The answer to those questions, I think, lies largely in the fact that the gun debate has become just one part of the larger political and cultural schism in the nation, a schism that has seemingly gotten more severe in recent decades. For many gun rights advocates, guns aren’t just about the Second Amendment they are a part of culture and, indeed, guns have played an important role in American history from the very beginning. That’s the reason why gun laws like those they have in Europe and Japan are largely inconceivable here. Even if we didn’t have a Second Amendment, there would be significant political opposition to even the suggestion of such laws.

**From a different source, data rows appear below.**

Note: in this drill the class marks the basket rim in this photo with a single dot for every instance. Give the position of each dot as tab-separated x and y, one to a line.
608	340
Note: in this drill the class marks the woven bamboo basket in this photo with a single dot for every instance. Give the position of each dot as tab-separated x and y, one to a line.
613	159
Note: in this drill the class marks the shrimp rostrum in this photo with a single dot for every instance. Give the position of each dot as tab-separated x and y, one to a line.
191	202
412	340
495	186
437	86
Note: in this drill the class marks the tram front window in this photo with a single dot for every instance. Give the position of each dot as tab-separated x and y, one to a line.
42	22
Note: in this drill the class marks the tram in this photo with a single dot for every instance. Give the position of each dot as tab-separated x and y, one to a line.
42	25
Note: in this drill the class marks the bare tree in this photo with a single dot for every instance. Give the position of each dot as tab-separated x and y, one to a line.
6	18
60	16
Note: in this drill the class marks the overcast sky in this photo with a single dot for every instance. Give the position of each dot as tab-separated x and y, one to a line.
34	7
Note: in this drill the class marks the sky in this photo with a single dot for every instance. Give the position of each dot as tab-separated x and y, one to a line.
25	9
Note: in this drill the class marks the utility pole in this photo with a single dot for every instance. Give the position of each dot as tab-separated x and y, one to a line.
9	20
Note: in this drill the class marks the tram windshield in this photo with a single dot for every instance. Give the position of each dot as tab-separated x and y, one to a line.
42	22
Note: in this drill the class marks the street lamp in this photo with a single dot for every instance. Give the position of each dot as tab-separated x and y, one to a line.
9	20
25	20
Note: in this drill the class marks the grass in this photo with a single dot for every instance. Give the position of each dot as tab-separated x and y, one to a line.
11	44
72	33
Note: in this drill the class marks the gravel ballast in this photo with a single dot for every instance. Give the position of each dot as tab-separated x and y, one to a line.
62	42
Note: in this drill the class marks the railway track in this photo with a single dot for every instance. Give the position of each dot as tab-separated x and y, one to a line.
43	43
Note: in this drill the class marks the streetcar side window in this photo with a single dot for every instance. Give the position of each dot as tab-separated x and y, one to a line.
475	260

More importantly, though, the two sides of the gun debate don’t even seem to see anything reasonable about their opponents position. To advocates of gun control, talk about gun rights inevitably leads to someone denouncing people as “gun nuts.” To gun rights advocates, even the suggestion that firearms have a negative influence in some situations is seen as the first step on the road to tyranny. Consider, for example. the fact that the NRA has successfully blocked the nomination of Harvard Medical Sch0ol faculty member Vivek Murphy to be Surgeon General solely due to her past discussions about the health impact of gun violence. The mere suggestion that the issue should be studied is seen as a threat.
Compromise is only possible in politics if you recognize that there is something reasonable in the positions that your opponents take, even if you disagree with them. As with many of the issues that divide the left and right today, that simply isn’t the case. As long as that’s true, the compromise that DeGrew talks about simply won’t be possible.